En un viaje en transporte público de alrededor de 20 minutos, llegamos a donde ella me daría un techo, una cama y una ducha donde hacer lo mío; no descansamos ni 10 minutos cuando decidimos ir a una feria en el siguiente poblado: Dolores Hidalgo. Por fortuna, habíamos coincidido con el aniversario luctuoso de un ícono de la música mexicana: José Alfredo Jiménez y la fiesta prometía callejoneadas, visitas a las cantinas concurridas por el músico ranchero, y, por supuesto, una noche etílica al puro estilo del autor de «El rey», además de variados y folclóricos paisajes, alimentos y bebidas. Llegamos a Dolores cuando las lámparas ya iluminaban las calles empedradas del lugar, bajamos del autobús desorientadas y encamorradas, arribamos al pintoresco centro del poblado y la celebración ya comenzaba, había un par de pasillos ofreciendo la gastronomía local, mariachis que ya empezaban a entonar las canciones del festejado, gente alegre que seguía la música, mi amiga y yo.

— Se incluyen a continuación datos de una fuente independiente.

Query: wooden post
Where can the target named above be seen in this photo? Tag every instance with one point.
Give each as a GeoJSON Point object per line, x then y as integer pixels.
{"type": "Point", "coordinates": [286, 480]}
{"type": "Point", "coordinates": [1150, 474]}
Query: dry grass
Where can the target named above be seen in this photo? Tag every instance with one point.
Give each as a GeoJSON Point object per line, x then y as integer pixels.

La noche comenzó cuando compramos una botella de mezcal ofrecida en uno de los pasillos gastronómicos, nos fuimos detrás de los músicos con nuestro envase dentro de una bolsa de papel color café —al puro estilo vagabundo, el más desdeñado, pero mejor disfrutado—, hicimos la primera parada, era ley tomarse un tequila, lo hicimos; en contra esquina, estaba otra cantina que había sido concurrida por José Alfredo, también era imperante pedir un trago en honor al Hijo del pueblo; fue desde ahí cuando un grupo de jóvenes —que apenas alcanzaban los veinte— nos hicieron compañía el resto de la callejoneada, hasta que el mariachi se tomó un descanso y los integrantes del grupo recién armado nos dirigimos al centro de la plaza, allí nos dedicamos a ver el espectáculo dancístico, a conversar y a beber, al poco tiempo, un grupo de señoras se nos acercó y luego de que la «líder» pidiera la aprobación de Victoria y mía para poder interactuar con los jóvenes aquellos, nosotras, naturalmente les dimos la bienvenida pues creemos fielmente en «entre más, mejor», sin embargo, la señora comenzó a «intensear» y mi amiga y yo sutilmente salimos huyendo.

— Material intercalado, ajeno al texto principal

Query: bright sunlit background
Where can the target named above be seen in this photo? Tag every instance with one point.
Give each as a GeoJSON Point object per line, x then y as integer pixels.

Sin rumbo íbamos cuando nos encontramos a otros mariachis, así que hicimos lo propio, y un nuevo grupo de jóvenes de edades más variadas se nos unió, ahí, a un niño de 21 aparentemente esta señora de casi 30 años le pareció atractiva y se deshizo en atenciones para conmigo. Yo dejé de pensar en mi pareja de aquel entonces y sucumbí a los encantos del nene. Porque muchas veces el amor y el compromiso no se demuestran con fidelidad, sino en qué tanto piensas en tal persona durante la infidelidad… ¿demasiado cinismo? Yo diría demasiado Ibargüengoitia. Y así, luego de una desenfrenada noche de fiesta a la José Alfredo Jiménez nos enamoramos y desenamoramos, y cuando la luz inherente del sol descubría nuestras marcadas ojeras, ojos rojos y hedor etílico yo ya había rejuvenecido.

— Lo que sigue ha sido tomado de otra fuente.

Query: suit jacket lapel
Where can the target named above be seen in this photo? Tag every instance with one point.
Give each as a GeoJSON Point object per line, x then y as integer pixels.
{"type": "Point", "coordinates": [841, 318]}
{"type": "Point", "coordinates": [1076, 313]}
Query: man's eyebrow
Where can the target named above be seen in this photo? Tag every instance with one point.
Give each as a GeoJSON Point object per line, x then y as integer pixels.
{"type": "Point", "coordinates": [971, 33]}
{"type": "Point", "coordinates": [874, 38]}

Y así vivo, sin peso en la conciencia, sin arrepentimiento alguno porque fui feliz con el niño (que dicho sea de paso era piloto aviador), porque fui feliz con mi pareja, porque fue felicidad mutua, compartida y fui testigo y protagonista de amores distintos que alimentaron y rejuvenecieron mi alma, mi cuerpo y mi espíritu. Y de eso se trata, de vivir, de sentir, de coleccionar fragmentos de felicidad.

¡Ay Ibargüengoitia qué me has hecho!